Strange Failure Mode in FreeBSD 4.11

Giorgos Keramidas keramida at ceid.upatras.gr
Thu Jan 12 13:48:29 PST 2006


On 2006-01-12 15:08, Greg Barniskis <nalists at scls.lib.wi.us> wrote:
>Martin McCormick wrote:
>> In rc.firewall, there is a place where one can include a table of
>> local rules and that's where I am doing something wrong.  The place
>> in rc.firewall reads:
>>
>>#   filename - will load the rules in the given filename (full path required)
>
> This section of rc.firewall refers to valid values you can place in
> rc.conf for firewall_type.

No, it refers that exactly what the comment says.  You can write your
rules (just the rules, without any ipfw(8) command invocations) in a
file and use:

        firewall_type="/etc/ipfw.rules"

in your `rc.conf' file.  The manpage of rc.conf explains this in detail
at the firewall_xxxx variables part:

     firewall_type
                 (str) Names the firewall type from the selection
                 in /etc/rc.firewall, or the file which contains
                 the local firewall ruleset.  Valid selections
                 from /etc/rc.firewall are:

                 open    unrestricted IP access
                 closed  all IP services disabled, except via ``lo0''
                 client  basic protection for a workstation
                 simple  basic protection for a LAN.
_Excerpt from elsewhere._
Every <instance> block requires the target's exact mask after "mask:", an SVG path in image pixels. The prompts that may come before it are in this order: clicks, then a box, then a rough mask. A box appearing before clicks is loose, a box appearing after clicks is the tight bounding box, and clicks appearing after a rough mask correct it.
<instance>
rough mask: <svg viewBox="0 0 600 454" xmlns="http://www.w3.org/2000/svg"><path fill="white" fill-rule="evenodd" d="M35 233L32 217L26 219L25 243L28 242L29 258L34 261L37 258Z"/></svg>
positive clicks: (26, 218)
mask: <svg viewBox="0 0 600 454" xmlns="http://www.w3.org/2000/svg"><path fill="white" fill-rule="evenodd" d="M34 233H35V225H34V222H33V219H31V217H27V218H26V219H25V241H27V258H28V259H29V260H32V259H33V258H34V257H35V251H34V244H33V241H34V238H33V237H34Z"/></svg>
                 If a filename is specified, the full path must
                 be given.

> Well, OK, surely there is a way to do that, but that functionality
> is not the intent of this part of rc.firewall and rc.conf as I
> understand it.

It works, it's supported and it does exactly what it says it
should do.  Why not? :-)

> I'm sure that if you put your custom rules in a shell file that
> you can use rc or cron to load those rules at boot time; you'd
> just need to be careful with rule numbering, maybe use ipfw
> sets for rule ordering, etc.
>
> Maybe easier to just
>
> cp rc.firewall custom.ipfw, edit to your needs and use
> firewall_type="/etc/custom.ipfw"

This is probably more error-prone than writing just:

        add block ip from 10.0.0.0/8 to any

since shell scripts come with all sorts of quoting, meta-character
evaluation, etc.  I find it much much easier to use an `ipfw.rules'
file that contains only the rules.  No shell commands at all.